Get ready to energize your life?
Top Offers Only Today
Support your health and step-up your mental focus
post in: News Date:24 Sep 2017, 14:37 views:1996
Current understanding of scented asthma defines it as an inflammatory disorder of the airways involving T cells, mast cells, and eosinophils. 1, while acute inflammation is a beneficial non-specific response silicon of tissues to injury that generally leads to repair and restoration of normal structure and function, asthma represents a chronic inflammatory process of the airways followed by healing, whose end result is characteristically an altered structure. The possibility that these structural changes might be implicated in at least some of the clinical manifestations of asthma has been investigated in depth only in the last 1015 years.
However, despite extensive research, a number smoke of important questions remain unanswered. The factors that initiate and perpetuate remodelling are incompletely understood.
It is not clear whether airway remodelling is a normal response to an abnormal injury or, alternatively, whether the remodelling/repair response is itself an abnormal response. In addition, while remodelling is generally believed to be disadvantageous, in some ways it may serve a protective function.

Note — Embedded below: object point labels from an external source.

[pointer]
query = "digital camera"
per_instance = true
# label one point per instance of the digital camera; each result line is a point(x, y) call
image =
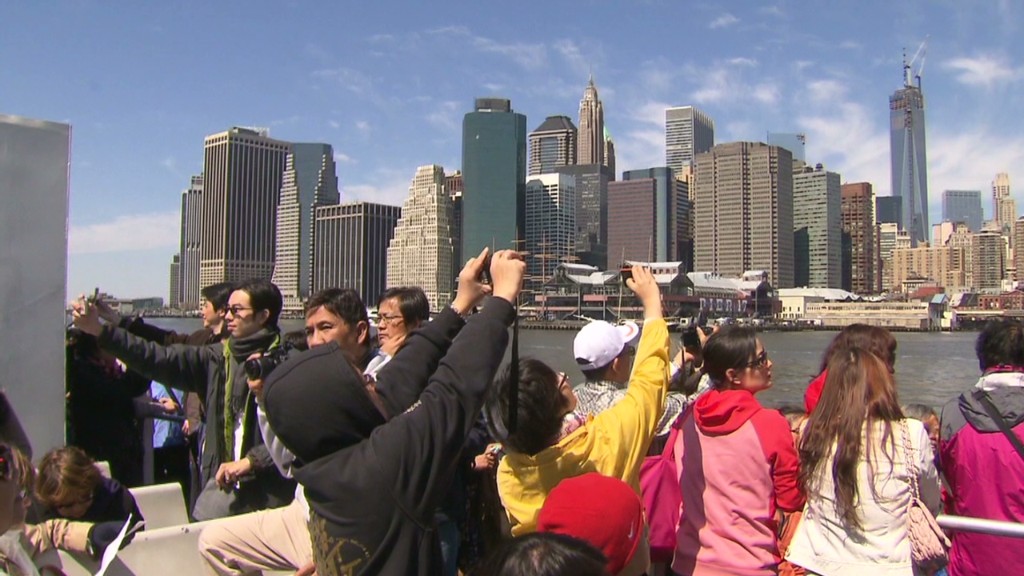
point(259, 368)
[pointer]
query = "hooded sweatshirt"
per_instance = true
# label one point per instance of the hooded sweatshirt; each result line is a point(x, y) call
point(612, 443)
point(985, 474)
point(737, 465)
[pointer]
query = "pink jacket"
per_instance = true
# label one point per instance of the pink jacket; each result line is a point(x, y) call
point(737, 465)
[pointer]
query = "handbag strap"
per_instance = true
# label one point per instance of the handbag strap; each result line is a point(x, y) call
point(982, 397)
point(911, 465)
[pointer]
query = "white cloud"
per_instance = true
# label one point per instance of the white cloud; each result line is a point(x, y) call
point(723, 21)
point(352, 80)
point(445, 116)
point(751, 63)
point(126, 233)
point(984, 71)
point(529, 56)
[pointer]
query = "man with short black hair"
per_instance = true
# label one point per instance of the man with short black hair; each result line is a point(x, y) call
point(604, 354)
point(237, 469)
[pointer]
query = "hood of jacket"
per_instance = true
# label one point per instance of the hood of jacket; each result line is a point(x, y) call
point(1006, 393)
point(719, 412)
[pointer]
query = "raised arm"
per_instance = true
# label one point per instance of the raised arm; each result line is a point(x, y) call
point(178, 366)
point(633, 422)
point(401, 381)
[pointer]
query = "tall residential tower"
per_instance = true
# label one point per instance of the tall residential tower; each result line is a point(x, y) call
point(908, 156)
point(688, 132)
point(242, 170)
point(494, 176)
point(421, 250)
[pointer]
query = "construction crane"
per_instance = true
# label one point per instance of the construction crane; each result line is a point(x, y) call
point(908, 66)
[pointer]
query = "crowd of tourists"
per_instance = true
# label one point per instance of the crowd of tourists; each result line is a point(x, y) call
point(407, 444)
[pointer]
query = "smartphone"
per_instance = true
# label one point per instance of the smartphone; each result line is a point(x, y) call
point(626, 273)
point(690, 338)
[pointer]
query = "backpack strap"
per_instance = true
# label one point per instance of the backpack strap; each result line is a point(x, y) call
point(982, 397)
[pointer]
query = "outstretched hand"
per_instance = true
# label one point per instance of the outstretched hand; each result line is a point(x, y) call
point(471, 287)
point(507, 271)
point(645, 287)
point(85, 316)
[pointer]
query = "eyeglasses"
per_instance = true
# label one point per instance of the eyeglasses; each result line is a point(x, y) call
point(388, 319)
point(233, 311)
point(76, 503)
point(761, 361)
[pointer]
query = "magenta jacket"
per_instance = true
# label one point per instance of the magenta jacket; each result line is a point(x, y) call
point(985, 475)
point(737, 465)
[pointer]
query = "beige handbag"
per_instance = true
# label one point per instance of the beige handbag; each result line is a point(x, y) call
point(929, 544)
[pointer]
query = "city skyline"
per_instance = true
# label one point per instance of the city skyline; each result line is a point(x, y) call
point(387, 88)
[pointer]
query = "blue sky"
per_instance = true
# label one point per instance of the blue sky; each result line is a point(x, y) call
point(387, 84)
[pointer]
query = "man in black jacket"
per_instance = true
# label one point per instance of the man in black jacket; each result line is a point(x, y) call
point(237, 469)
point(374, 484)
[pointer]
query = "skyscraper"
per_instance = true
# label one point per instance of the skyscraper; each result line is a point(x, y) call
point(609, 153)
point(190, 240)
point(551, 202)
point(1004, 207)
point(243, 169)
point(631, 220)
point(817, 223)
point(552, 145)
point(988, 261)
point(309, 180)
point(421, 251)
point(688, 132)
point(889, 209)
point(909, 157)
point(350, 246)
point(795, 142)
point(670, 208)
point(591, 149)
point(174, 298)
point(963, 206)
point(743, 211)
point(858, 221)
point(591, 212)
point(494, 175)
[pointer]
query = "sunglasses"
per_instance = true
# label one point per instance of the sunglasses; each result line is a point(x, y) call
point(761, 361)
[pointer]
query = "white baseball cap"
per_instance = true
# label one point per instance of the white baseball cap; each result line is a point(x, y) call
point(599, 342)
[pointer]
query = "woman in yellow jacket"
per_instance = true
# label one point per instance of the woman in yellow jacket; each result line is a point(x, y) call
point(547, 446)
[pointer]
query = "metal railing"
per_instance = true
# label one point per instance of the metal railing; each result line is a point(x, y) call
point(982, 526)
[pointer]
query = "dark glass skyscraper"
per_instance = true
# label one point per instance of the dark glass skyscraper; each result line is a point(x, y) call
point(494, 175)
point(963, 206)
point(909, 159)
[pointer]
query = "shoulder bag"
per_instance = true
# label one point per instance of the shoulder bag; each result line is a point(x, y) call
point(929, 544)
point(663, 498)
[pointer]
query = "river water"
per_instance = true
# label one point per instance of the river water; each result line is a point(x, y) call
point(931, 368)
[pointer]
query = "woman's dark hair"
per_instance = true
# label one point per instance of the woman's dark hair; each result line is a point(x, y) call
point(343, 302)
point(66, 475)
point(1000, 342)
point(217, 294)
point(413, 303)
point(732, 346)
point(871, 338)
point(544, 553)
point(263, 295)
point(858, 392)
point(541, 408)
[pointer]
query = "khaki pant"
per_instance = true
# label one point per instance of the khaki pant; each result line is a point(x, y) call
point(247, 544)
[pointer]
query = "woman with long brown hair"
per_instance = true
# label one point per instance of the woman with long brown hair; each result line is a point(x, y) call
point(875, 339)
point(857, 455)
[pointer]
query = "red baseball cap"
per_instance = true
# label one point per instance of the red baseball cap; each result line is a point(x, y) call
point(601, 510)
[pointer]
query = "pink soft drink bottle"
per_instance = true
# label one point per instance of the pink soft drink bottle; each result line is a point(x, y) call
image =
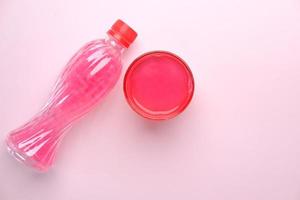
point(88, 77)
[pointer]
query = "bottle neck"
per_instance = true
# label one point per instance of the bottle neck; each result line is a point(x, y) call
point(115, 44)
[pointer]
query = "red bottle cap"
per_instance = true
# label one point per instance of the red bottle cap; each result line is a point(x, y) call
point(122, 32)
point(158, 85)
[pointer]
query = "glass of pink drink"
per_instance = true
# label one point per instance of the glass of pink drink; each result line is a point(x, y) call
point(88, 77)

The balance between these effects in vivo is speculative. This review will outline the relevant morphological changes in the airway wall before discussing the possible consequences and reviewing what is known about the potential for pharmacotherapy to prevent or reverse these changes. What constitutes airway remodelling?
In addition to the inflammatory features mentioned earlier, the airway wall of patients with asthma is usually characterised by a number of structural changes that are grouped together under the umbrella term airway remodelling.
It is not known which one(s) are the most useful and relevant markers, although most work has been done on epithelial disruption, sub-basement membrane thickening, and smooth muscle hypertrophy (fig 1). These changes are structural although, in the broadest sense, airway remodelling encompasses both structural and functional consequences of altered airway morphology. Figure 1, comparison of (A) normal and (B, C) asthmatic airway wall showing epithelial damage, increased smooth muscle, inflammatory cell infiltration, and sub-basement membrane thickening.
The images in (A) and (B) have been stained with toluidine blue and the image in (C) has been stained with an antibody to collagen III. Epithelial damage, despite the variable preservation of airway epithelium in biopsy and necropsy specimens, careful sampling has revealed enhanced epithelial fragility and increased epithelial damage in asthma, 2 and the extent of this abnormality correlates with measures of airway reactivity.
3, this suggests that epithelial injury is not only a feature of asthma, but also appears to be related to asthma severity. Thickening of the lamina reticularis below the true basement membrane is a characteristic early feature of the asthmatic bronchus and has been termed subepithelial fibrosis or sub-basement membrane thickening. This thickening is associated with deposition of collagen I, collagen III, and fibronectin.